The Seventh Circuit Court of Appeals recently addressed the issue of whether the buyer of credit card debt also acquires the original creditor's right to collect interest. In Olvera v. Blitt & Gaines, P.C., 431 F.3d 285, 289 (7th Cir. 2005), the court found it unreasonable that a debtor's interest rate could be lowered simply because a credit card company elects to sell the debt to another company rather than collect the debt itself. The plaintiff in Olvera brought a claim under the FDCPA alleging, as Munoz does, that the assignee of a defaulted credit card account could not charge or collect interest in excess of a state imposed statutory cap on interest rates. See id. at 286-87. The assignor was exempt from the statutory cap on interest rates while the assignee was not, and the plaintiff argued that an assignee is prohibited by law from charging the rate of interest specified in the original credit agreement if that assignee could not have contracted to receive the same rate of interest had it not been a party to the original agreement. The court held otherwise: "It was the assignors who persuaded the plaintiffs to pay high interest rates; the plaintiffs could hardly have supposed that the rates would plummet if they defaulted!" Id. at 289.

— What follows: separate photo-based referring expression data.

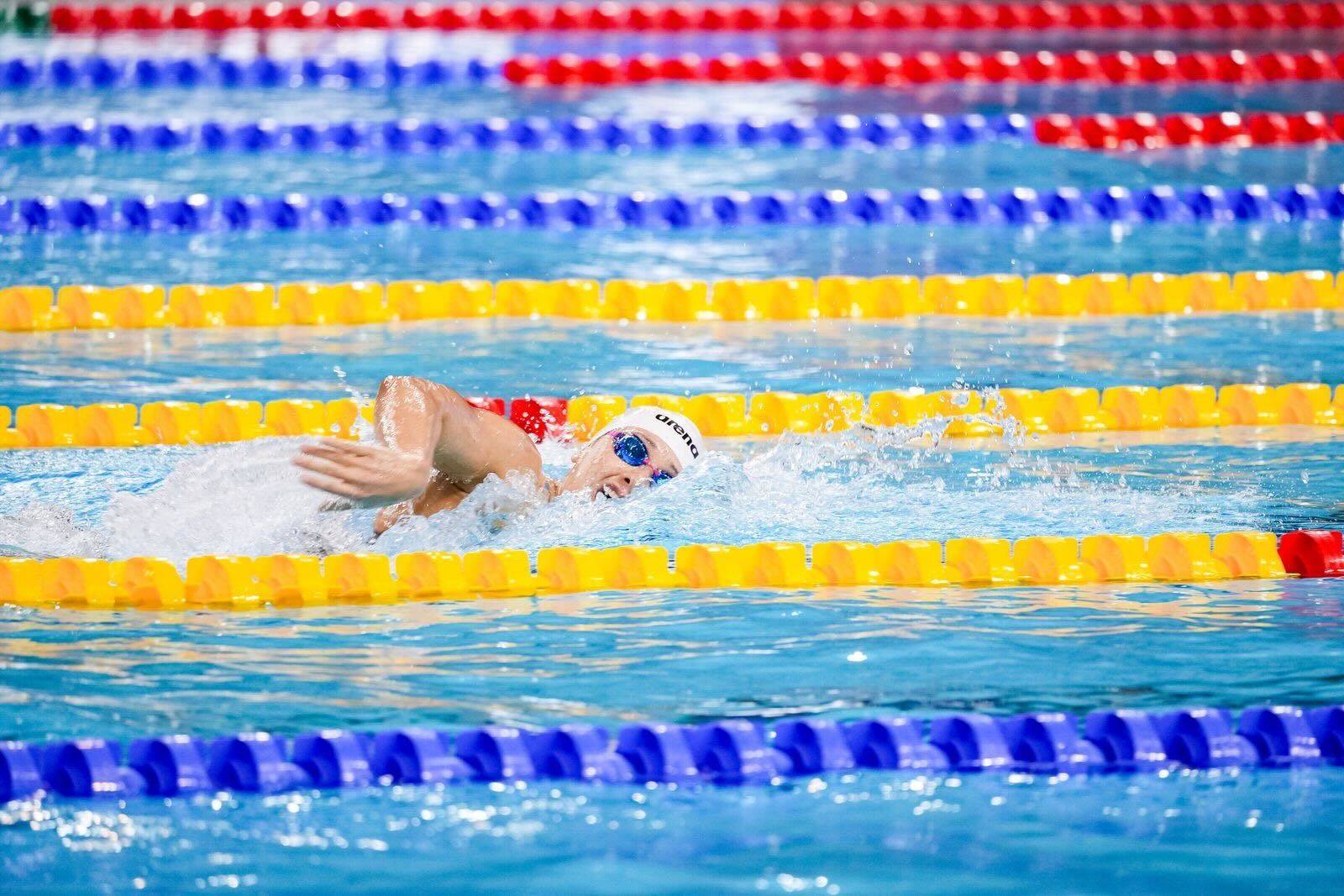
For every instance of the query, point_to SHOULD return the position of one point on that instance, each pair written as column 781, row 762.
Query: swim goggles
column 633, row 450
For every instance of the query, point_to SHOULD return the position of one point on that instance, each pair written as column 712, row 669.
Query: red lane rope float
column 1147, row 130
column 895, row 70
column 719, row 16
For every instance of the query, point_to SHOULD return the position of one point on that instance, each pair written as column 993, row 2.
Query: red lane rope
column 1146, row 130
column 893, row 70
column 683, row 16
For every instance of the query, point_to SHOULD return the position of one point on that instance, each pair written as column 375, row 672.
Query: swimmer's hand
column 365, row 474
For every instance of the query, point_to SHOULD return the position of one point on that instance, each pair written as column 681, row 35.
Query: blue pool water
column 678, row 656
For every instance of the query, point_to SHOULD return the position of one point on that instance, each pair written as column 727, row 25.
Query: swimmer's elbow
column 400, row 385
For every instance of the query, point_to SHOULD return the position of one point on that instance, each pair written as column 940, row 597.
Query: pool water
column 678, row 656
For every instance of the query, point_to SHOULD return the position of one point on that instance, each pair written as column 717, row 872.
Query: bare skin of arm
column 433, row 449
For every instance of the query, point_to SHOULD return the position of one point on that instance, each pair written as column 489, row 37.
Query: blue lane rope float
column 722, row 752
column 1019, row 206
column 521, row 134
column 147, row 73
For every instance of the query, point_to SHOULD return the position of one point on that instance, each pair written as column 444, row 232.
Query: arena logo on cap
column 679, row 430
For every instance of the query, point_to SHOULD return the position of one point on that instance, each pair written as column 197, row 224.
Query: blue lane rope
column 521, row 134
column 1021, row 206
column 148, row 73
column 722, row 752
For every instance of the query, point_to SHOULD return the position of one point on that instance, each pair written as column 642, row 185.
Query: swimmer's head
column 642, row 448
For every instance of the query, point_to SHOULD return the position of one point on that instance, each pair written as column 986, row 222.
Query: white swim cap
column 676, row 430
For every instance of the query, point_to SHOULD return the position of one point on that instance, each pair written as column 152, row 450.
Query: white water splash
column 862, row 485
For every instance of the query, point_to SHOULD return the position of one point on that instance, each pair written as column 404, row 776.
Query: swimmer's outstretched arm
column 425, row 432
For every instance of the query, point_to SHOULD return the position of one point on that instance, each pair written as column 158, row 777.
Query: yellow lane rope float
column 785, row 298
column 249, row 584
column 967, row 414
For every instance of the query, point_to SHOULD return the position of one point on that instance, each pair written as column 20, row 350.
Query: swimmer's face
column 598, row 470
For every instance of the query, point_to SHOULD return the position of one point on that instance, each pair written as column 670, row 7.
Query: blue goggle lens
column 631, row 449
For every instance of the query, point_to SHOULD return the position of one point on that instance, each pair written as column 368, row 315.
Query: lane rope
column 963, row 412
column 187, row 73
column 522, row 134
column 685, row 16
column 780, row 298
column 846, row 69
column 1142, row 130
column 246, row 584
column 895, row 70
column 1015, row 207
column 726, row 752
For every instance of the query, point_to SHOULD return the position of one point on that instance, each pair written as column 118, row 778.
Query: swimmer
column 433, row 449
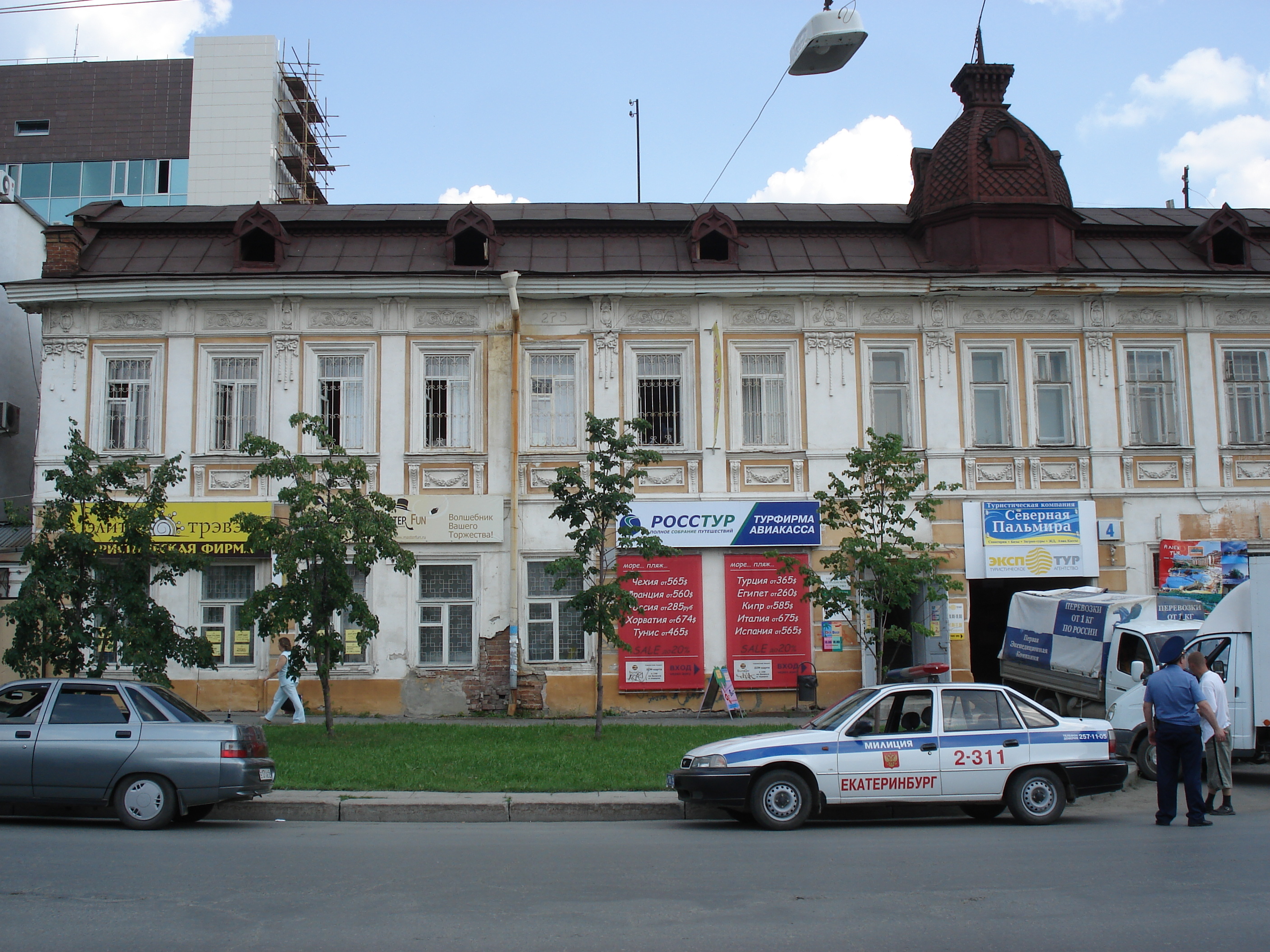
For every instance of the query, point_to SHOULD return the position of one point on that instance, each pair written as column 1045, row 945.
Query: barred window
column 446, row 615
column 447, row 400
column 128, row 404
column 342, row 397
column 225, row 590
column 553, row 422
column 659, row 380
column 763, row 399
column 554, row 629
column 1152, row 398
column 235, row 391
column 1247, row 395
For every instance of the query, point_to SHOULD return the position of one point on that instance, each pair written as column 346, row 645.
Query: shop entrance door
column 990, row 610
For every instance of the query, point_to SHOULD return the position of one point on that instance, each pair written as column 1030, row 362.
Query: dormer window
column 1224, row 240
column 713, row 239
column 259, row 240
column 472, row 240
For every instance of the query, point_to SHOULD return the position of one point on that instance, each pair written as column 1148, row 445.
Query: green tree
column 875, row 502
column 596, row 512
column 333, row 528
column 92, row 565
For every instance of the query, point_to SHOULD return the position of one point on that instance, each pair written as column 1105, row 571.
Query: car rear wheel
column 1035, row 796
column 983, row 811
column 145, row 803
column 780, row 801
column 1146, row 758
column 195, row 814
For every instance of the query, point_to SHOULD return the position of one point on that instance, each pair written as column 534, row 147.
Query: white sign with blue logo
column 715, row 525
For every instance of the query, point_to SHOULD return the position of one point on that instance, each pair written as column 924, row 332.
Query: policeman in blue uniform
column 1173, row 707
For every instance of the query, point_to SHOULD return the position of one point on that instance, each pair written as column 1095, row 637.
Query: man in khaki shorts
column 1216, row 752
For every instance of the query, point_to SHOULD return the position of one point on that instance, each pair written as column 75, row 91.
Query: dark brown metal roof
column 589, row 239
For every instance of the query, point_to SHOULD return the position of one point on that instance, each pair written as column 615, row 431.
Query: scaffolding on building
column 304, row 139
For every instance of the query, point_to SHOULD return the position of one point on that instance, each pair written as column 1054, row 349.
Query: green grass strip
column 470, row 758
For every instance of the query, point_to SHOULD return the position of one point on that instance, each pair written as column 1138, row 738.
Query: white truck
column 1236, row 640
column 1077, row 650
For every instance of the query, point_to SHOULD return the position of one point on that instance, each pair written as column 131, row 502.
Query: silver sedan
column 139, row 748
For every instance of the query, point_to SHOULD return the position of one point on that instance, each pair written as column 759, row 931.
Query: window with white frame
column 553, row 400
column 342, row 398
column 554, row 629
column 447, row 632
column 447, row 400
column 1246, row 377
column 659, row 398
column 129, row 393
column 235, row 400
column 990, row 399
column 225, row 590
column 764, row 384
column 1052, row 393
column 1152, row 397
column 889, row 391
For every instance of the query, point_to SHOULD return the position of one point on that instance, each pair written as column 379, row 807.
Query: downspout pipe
column 514, row 645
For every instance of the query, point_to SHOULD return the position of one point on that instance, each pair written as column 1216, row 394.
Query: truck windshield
column 832, row 719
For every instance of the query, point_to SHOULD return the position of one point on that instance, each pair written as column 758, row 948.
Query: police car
column 982, row 747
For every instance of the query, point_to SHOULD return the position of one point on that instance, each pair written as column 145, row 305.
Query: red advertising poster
column 666, row 640
column 769, row 625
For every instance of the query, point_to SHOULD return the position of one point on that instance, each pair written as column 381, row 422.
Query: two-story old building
column 1062, row 365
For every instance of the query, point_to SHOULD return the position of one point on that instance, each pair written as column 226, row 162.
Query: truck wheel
column 1146, row 758
column 195, row 814
column 780, row 801
column 145, row 803
column 1035, row 796
column 983, row 811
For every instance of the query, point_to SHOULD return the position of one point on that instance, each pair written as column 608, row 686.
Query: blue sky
column 531, row 98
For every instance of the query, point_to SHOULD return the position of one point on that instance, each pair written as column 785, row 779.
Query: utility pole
column 639, row 193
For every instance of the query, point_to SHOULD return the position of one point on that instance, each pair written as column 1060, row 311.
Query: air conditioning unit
column 8, row 419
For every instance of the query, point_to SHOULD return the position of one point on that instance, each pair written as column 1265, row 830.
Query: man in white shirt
column 1217, row 752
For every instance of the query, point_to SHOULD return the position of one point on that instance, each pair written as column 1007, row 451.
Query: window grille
column 446, row 613
column 990, row 398
column 342, row 389
column 763, row 399
column 1053, row 389
column 235, row 391
column 554, row 627
column 447, row 400
column 889, row 386
column 1152, row 397
column 128, row 402
column 1247, row 395
column 659, row 379
column 553, row 421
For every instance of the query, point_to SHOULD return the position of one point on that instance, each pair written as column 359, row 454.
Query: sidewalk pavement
column 405, row 806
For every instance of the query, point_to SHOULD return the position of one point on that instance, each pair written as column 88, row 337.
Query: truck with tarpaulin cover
column 1077, row 650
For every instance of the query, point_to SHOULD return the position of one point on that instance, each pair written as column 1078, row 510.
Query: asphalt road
column 1104, row 878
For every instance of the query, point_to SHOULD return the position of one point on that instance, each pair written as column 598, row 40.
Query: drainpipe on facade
column 514, row 643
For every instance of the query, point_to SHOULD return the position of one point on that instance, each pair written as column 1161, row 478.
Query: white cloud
column 1202, row 80
column 864, row 164
column 1232, row 155
column 144, row 32
column 478, row 195
column 1086, row 9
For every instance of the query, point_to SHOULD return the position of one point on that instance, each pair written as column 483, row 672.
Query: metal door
column 83, row 743
column 889, row 752
column 19, row 724
column 981, row 741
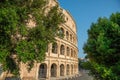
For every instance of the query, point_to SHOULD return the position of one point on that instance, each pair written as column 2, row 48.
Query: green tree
column 18, row 42
column 103, row 48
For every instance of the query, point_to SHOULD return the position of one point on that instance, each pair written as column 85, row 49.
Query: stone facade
column 61, row 57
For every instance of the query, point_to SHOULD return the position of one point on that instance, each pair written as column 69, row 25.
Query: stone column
column 58, row 69
column 58, row 50
column 48, row 70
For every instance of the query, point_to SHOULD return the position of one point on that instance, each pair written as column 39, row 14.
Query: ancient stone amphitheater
column 61, row 57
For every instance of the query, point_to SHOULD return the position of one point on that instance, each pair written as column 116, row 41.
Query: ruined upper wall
column 69, row 21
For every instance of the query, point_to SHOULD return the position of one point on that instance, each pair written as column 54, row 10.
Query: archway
column 1, row 70
column 53, row 70
column 68, row 69
column 61, row 70
column 42, row 71
column 71, row 69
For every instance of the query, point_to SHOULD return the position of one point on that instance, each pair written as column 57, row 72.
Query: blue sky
column 85, row 12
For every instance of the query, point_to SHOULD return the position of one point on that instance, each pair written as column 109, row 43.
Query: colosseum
column 61, row 57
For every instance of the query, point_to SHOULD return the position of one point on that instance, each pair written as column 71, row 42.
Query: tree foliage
column 18, row 42
column 103, row 48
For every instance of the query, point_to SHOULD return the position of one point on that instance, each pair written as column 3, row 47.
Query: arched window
column 70, row 37
column 53, row 70
column 68, row 51
column 1, row 70
column 42, row 71
column 75, row 54
column 61, row 70
column 68, row 69
column 54, row 48
column 71, row 52
column 62, row 50
column 67, row 35
column 71, row 69
column 61, row 33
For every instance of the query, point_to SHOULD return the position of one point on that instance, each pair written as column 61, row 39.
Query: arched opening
column 53, row 70
column 68, row 51
column 67, row 35
column 62, row 49
column 71, row 52
column 68, row 69
column 54, row 48
column 70, row 37
column 61, row 70
column 42, row 70
column 1, row 70
column 74, row 68
column 61, row 33
column 71, row 69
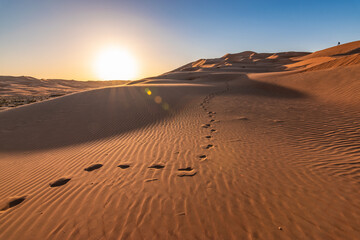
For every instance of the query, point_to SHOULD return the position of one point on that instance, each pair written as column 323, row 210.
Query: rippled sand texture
column 247, row 146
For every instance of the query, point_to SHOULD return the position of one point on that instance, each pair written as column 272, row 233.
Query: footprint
column 13, row 202
column 157, row 166
column 93, row 167
column 151, row 179
column 60, row 182
column 188, row 174
column 208, row 146
column 185, row 169
column 124, row 166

Similarly, courts addressing the question of whether the assignee of a credit card account received the original creditor's right to collect attorneys' fees have determined that the right is conveyed along with the account. This issue was recently addressed in Kirscher v. Messerli & Kramer, P.A., Civ. No. 05-1901, 2006 WL 145162 (D. Minn. Jan. 18, 2006), which rejected the claim that the assignee of a defaulted credit card account was precluded from seeking attorneys' fees at the outset of litigation pursuant the FDCPA. In Kirscher, as here, Messerli included a demand for a set amount of attorneys' fees at the outset of its state court action. The cardmember agreements in each case expressly provide that the creditor can charge the cardmember for reasonable attorneys' fees and litigation costs incurred in collecting the debt. "Thus, the agreement creating the debt expressly authorized the collection of fees, in accordance with [the FDCPA]." Id. at *5; see also Resler v. Messerli & Kramer, P.A., Civ. No. 02-2510, 2003 WL 193498, at *5 (D. Minn. Jan. 23, 2003) (holding that the collection of attorneys' fees does not violate the FDCPA when an express agreement between a debtor and a creditor expressly permits the collection).

From these holdings, the Court concludes that it is likely that those putative class members whose consume r-credit accounts were assigned as "accounts" will not be able to proceed based on the same legal theory as those whose consumer-credit accounts were assigned as "receivables." Whether Munoz's account ultimately proves to have been assigned as a "receivable," an "account receivable," or an "account," Munoz's claims cannot remain typical of the remainder of the class members whose claims were not similarly assigned. Having failed to meet the typicality requirement of Rule 23(a)(3), the Court denies Munoz's motion to certify class.

III. CONCLUSION

Based on the files, records, and proceedings herein, and for the reasons stated above, IT IS ORDERED THAT:

1. Defendants' Second Motion for Summary Judgment [Docket No. 53] is DENIED.

2. Munoz's Motion to Certify Class [Docket No. 34] is DENIED.